Full Quantum Work Statistics for Non-Homogeneous Many-Body Systems

TL;DR

This paper develops a first-principles method within thermal density functional theory to analyze full quantum work statistics in interacting many-body systems, demonstrated on the Hubbard model, revealing phase-dependent thermodynamic responses.

Contribution

It introduces a novel approach to reconstruct relaxation functions for quantum work statistics, moving beyond phenomenological models and enabling detailed analysis of out-of-equilibrium thermodynamics in correlated systems.

Findings

Reconstructed relaxation functions from first principles.

Analyzed Mott-to-band-insulator crossover dynamics.

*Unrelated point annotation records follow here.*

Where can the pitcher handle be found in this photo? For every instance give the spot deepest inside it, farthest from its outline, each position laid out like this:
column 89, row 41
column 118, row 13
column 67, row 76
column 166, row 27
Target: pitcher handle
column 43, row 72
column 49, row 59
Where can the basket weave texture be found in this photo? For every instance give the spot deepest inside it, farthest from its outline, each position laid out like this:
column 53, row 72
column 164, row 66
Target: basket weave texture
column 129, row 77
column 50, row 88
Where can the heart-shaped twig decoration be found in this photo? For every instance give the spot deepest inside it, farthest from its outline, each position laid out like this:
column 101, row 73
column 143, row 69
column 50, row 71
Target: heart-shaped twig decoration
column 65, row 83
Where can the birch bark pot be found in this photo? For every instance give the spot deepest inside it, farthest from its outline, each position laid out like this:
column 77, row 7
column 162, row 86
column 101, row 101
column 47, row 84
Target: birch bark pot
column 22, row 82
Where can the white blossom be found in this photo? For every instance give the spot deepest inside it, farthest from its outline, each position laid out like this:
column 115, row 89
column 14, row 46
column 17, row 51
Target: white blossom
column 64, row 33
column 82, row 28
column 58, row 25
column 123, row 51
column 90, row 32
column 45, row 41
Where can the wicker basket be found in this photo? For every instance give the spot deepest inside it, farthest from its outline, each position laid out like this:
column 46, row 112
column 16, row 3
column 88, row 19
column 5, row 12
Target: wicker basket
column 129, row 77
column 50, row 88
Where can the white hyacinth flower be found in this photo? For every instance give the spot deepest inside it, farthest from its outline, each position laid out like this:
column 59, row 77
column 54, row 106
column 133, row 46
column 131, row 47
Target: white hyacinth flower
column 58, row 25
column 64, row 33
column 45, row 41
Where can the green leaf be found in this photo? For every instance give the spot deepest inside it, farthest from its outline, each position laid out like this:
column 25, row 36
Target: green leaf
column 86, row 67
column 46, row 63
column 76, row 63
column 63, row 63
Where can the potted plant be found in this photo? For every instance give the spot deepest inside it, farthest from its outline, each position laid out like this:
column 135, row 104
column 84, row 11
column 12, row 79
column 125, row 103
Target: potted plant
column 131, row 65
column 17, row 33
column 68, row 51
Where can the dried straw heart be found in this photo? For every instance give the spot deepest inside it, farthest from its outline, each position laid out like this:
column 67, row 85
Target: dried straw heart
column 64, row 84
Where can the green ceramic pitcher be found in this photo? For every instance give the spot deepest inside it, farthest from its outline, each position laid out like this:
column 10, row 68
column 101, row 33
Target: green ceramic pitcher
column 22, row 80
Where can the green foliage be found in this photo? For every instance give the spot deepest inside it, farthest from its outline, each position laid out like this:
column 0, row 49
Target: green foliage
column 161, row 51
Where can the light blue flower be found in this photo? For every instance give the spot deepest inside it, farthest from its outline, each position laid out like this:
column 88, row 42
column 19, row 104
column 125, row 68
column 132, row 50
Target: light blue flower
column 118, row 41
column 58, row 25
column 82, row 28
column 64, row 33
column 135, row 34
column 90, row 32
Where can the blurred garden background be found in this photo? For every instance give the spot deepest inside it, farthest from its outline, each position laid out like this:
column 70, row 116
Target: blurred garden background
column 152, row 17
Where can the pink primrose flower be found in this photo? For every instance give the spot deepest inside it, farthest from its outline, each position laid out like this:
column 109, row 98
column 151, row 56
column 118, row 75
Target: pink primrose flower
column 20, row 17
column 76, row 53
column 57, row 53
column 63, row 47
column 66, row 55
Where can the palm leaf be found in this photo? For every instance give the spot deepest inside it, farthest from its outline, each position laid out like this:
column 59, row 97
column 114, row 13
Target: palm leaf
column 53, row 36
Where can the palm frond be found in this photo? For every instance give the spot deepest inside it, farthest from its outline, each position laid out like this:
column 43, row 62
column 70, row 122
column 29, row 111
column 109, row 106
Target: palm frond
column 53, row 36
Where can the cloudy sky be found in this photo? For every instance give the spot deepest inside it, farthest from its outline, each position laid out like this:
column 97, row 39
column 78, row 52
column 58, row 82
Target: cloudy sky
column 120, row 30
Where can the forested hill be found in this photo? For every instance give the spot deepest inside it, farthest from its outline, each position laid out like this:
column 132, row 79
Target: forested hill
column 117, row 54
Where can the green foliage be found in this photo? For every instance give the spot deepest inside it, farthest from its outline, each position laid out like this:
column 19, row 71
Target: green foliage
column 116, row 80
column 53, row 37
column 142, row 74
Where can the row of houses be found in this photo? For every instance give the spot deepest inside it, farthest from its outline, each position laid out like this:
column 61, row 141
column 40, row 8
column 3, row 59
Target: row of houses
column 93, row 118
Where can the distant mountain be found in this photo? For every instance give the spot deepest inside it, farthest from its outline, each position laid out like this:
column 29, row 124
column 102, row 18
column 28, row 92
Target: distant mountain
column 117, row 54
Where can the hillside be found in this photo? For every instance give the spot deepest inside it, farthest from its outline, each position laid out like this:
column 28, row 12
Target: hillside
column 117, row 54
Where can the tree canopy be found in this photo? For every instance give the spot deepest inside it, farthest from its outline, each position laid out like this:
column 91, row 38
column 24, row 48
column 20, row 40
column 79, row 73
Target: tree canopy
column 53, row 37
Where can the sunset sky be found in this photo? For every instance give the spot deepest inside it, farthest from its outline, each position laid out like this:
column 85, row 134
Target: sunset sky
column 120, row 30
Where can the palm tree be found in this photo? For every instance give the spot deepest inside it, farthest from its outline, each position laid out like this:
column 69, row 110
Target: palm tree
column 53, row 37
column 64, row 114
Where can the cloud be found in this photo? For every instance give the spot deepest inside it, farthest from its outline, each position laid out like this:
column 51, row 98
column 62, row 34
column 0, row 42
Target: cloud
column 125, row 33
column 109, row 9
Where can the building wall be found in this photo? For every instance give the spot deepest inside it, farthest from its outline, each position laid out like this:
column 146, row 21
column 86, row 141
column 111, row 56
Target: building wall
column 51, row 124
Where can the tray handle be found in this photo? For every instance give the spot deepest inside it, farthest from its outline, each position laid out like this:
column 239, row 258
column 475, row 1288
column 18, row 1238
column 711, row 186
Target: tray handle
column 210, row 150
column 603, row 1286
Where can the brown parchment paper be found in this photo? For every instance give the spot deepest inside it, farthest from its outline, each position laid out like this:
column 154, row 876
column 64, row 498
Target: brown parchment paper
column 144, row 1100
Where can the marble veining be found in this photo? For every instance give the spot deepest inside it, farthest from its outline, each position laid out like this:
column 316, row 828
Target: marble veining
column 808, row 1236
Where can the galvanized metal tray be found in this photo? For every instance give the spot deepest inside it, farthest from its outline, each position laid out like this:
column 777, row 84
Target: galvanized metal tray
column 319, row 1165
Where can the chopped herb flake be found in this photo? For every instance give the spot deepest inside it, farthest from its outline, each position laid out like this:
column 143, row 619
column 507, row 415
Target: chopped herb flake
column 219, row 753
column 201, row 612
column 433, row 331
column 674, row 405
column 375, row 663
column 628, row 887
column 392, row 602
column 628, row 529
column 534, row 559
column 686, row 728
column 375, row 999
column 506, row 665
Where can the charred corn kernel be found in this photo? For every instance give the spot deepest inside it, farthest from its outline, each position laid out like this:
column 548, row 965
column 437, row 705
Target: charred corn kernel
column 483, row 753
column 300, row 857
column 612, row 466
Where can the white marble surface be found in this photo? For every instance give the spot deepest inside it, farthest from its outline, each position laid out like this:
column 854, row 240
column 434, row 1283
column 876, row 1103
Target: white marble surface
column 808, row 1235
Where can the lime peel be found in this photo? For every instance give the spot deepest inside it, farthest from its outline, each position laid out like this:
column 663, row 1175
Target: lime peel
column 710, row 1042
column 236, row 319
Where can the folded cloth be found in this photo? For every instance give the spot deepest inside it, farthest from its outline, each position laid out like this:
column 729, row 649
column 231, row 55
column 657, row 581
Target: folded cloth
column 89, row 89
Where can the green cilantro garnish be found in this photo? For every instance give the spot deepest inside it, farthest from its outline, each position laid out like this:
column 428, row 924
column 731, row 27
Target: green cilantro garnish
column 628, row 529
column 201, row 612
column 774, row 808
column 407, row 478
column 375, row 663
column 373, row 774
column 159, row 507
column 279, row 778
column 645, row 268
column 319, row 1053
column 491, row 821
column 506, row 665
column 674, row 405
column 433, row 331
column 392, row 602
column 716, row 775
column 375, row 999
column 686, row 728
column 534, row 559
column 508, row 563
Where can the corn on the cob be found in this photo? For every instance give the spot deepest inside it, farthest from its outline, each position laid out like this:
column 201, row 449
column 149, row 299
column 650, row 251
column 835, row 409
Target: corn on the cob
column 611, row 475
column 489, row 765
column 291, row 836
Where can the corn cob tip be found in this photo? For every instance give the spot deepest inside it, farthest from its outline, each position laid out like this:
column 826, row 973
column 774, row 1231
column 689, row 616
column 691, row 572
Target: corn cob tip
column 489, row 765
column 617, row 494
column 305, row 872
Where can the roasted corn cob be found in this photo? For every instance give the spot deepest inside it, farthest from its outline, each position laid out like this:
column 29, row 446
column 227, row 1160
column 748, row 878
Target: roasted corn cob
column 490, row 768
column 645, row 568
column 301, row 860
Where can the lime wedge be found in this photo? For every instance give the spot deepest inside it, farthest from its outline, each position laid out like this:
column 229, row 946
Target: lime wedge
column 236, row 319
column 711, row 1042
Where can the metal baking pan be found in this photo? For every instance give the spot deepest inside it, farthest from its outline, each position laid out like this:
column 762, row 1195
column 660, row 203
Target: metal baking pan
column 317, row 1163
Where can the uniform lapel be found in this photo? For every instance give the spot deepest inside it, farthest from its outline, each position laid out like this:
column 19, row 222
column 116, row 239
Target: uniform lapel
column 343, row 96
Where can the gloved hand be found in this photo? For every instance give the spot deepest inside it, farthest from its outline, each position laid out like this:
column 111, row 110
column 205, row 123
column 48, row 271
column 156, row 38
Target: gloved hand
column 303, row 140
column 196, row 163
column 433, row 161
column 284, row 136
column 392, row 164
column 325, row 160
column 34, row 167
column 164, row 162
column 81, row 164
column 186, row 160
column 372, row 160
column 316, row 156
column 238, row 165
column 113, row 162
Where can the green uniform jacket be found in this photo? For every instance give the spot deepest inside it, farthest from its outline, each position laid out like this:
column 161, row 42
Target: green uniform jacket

Provided a transferable framework for quantum thermodynamics.

Abstract

The nonequilibrium thermodynamics of interacting quantum many-body systems is investigated within the framework of thermal time-dependent density functional theory using a generalized linear-response formulation for the full quantum work statistics. A first-principles route is established to reconstruct the relaxation function that underlies linear-response theory, thereby moving beyond phenomenological descriptions and enabling a consistent evaluation of all moments of the dissipated-work distribution in interacting systems. The predictive power of the approach is demonstrated for the Hubbard model subject to a staggered external potential, where the evolution of the relaxation dynamics across the Mott-to-band-insulator crossover reveals how distinct many-body phases shape the out-of-equilibrium thermodynamic response. These results provide a microscopic and transferable framework for quantum thermodynamics in correlated systems, bridging thermal density functional theory and nonequilibrium work statistics.